Sunday, May 18, 2008

Europe, no longer frozen in time

There's so much dreary jingoistic writing in the Times travel section that the exceptions leap out at you. Here's Dan Barry, whose thoughtful article is only slightly undermined by its American-centric headline, Does the ‘Real’ Ireland Still Exist? .

It's one of the few articles in the Times as a whole that acknowledges our antiquated notions of what a Frenchman looks like, what makes a German dish, who lives in an Irish city, only works if you ignore the impact of economic and demographic changes over the last few decades.

(Now if only the Times could start publishing articles like this about non-Western countries!)

Yes, you can find a thatched cottage here and there, if you try. Yes, you may even encounter a white clot of sheep blocking your rented car’s path, raising from musty memory some postcard caption about Irish Rush Hour. But to wander about, looking to bag with a digital camera some approximation of a time-faded Irish postcard, is to miss the complexities of a country that is thoroughly enjoying its wealth and adapting to its European Union membership while at the same time trying to preserve its dreamlike landscape and proud cultural heritage.

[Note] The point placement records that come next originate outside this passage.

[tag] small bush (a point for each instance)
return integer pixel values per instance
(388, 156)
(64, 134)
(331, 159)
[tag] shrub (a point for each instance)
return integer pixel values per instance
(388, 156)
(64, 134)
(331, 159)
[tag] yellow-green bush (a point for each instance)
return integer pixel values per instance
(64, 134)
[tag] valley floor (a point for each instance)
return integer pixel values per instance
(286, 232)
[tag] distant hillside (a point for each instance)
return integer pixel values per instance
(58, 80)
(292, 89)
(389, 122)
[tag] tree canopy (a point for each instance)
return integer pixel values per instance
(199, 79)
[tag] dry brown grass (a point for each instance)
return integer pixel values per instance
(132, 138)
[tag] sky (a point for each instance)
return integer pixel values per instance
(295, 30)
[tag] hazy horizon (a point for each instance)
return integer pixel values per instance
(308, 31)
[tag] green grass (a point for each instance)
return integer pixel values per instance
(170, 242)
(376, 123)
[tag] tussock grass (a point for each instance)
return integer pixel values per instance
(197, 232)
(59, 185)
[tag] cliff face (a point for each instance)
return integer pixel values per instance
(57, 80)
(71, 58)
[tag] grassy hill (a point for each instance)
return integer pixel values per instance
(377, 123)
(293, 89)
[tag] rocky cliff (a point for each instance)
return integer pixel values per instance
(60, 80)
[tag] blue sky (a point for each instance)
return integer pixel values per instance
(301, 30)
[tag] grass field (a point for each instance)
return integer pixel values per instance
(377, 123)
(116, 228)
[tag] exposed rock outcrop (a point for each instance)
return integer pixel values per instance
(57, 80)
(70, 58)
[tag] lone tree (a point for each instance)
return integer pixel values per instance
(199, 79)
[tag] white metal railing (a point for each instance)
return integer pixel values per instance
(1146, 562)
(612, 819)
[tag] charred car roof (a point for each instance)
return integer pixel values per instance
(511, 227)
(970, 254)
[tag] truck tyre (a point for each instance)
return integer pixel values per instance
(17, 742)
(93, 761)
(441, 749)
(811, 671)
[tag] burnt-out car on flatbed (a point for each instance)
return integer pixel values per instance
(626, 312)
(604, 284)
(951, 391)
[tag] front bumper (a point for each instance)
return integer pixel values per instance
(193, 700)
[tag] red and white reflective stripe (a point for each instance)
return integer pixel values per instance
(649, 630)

You may indeed hear a young Irish woman suddenly break into song in Kinvara. But you may also walk around the corner and be served dinner by a young man with an Eastern European accent instead of a brogue. Travel 10 miles up the road to Gort and you might wade into a celebration of Brazilian culture, staged by a transplanted community that is now an integral part of that old market town.

There you have it: delightful, post-millennial Ireland. ...

A change in infrastructure is one thing; a change in culture is quite another. And nowhere is this change more strongly felt than in Gort, about 40 miles northeast of the cliffs and just a dozen miles from Kinvara. My mother grew up on a farm near there, and I’ve been visiting Gort since the 1970s. I have watched it gradually grow from an aged and insular town to a bedroom community for Galway City, some 20 miles away. Farms I remember are now Levittown-like subdivisions.

The real change, though, is in Gort’s new and sizable Brazilian community, attracted in part by job opportunities at a local meat-processing plant. The impact has been extraordinary: Brazilian music nights in one of the pubs, Brazilian necessities — from maracuja to mandioca — in the shops, and a Sunday Mass said in Portuguese. There has been the usual awkwardness in this marriage of two distinct cultures, but for the most part the newcomers have been warmly accepted; for example, when carbon monoxide from a faulty oil burner killed two Brazilian men nearly three years ago, townspeople banded together to raise money to help the families.

And every June, Gort serves as host to a traditional Brazilian festival called the Quadrilha. The town center comes alive with folk dances and passionate sambas that could never be confused with an Irish step dance, while the air fills with the aroma of Brazilian cuisine that could never be confused with brown bread and tea.
I do wish Barry had made some acknowledgement that the 'Brazilians' are in many cases by birth now Irish; and I'm sure the 'usual awkwardness' glosses over some pretty ugly patterns; but at least he's trying.